He entered the House alone, and looked calm, although his face was deadly pale; not one kindly glance encouraged him, not a single hand was held out towards his; he searched in vain for a single friendly look throughout that illustrious assembly, but all heads were turned away.
He then made up his mind. He, Lord Byron, would make a fresh claim to nobility for his posterity, since his present title to it was slighted by his contemporaries. He published his Satire, and set out, with Mr. Hobhouse, in the June of that same year 1809.
[CHAPTER III]
Byron at Lisbon—How he quarrelled with his own countrymen—His poem Childe Harold—His fits of mad folly and subsequent depression—His marriage—His conjugal squabbles—He again quits England—His farewell to wife and child—His life and amours at Venice—He sets out for Greece—His arrival at Missolonghi—His illness and death
The first news received from the poet-traveller was from Lisbon, and it bore the mark of that gloomy spirit of mockery which, when fully developed, becomes genius.
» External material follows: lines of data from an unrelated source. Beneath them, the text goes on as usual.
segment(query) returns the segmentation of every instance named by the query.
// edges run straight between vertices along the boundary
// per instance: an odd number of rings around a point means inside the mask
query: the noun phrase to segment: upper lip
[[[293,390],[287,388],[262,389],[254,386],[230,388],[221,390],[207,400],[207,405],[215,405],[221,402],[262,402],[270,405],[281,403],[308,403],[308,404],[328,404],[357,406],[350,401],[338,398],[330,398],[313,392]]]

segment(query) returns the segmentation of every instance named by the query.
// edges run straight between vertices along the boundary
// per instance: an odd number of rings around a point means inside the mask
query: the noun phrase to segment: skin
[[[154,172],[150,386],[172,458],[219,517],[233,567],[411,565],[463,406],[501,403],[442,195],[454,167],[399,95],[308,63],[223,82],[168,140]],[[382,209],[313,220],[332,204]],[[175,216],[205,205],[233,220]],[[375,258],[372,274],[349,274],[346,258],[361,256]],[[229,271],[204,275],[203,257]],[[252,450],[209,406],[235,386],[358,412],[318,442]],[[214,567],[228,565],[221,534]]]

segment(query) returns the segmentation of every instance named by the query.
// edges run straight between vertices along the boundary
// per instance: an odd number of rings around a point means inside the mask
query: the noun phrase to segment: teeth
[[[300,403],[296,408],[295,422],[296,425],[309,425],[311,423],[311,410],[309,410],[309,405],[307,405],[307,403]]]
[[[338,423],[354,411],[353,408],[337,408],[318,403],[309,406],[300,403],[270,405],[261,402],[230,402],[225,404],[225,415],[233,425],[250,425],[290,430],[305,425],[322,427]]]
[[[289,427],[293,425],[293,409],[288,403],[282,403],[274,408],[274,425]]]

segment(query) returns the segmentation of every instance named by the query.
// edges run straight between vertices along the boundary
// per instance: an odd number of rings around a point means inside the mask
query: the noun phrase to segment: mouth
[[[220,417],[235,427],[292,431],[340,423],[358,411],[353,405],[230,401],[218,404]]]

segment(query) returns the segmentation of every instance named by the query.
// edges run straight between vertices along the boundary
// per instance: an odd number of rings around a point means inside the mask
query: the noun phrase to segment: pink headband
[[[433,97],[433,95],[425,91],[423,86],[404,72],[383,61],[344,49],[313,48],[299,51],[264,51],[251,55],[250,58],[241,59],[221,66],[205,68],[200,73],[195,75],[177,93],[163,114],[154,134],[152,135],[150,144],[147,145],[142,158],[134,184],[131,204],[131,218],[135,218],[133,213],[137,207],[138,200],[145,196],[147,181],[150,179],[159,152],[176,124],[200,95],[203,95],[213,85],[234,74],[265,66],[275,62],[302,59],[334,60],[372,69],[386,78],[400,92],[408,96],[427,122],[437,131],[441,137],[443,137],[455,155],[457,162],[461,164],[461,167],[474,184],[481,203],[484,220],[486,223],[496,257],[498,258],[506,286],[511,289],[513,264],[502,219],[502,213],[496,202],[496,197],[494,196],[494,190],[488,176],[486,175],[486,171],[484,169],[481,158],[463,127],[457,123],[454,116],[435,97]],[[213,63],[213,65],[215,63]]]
The letter was addressed to Mr. Hodgson, and began in the following strain:—
"I am very happy here, because I loves oranges, and talk bad Latin to the monks, who understand it, as it is like their own,—and I goes into society (with my pocket-pistols), and I swims in the Tagus all across at once, and I rides on an ass or a mule, and swears Portugese, and have got a diarrhœa and bites from the mosquitoes. But what of that? Comfort must not be expected by folks that go a pleasuring."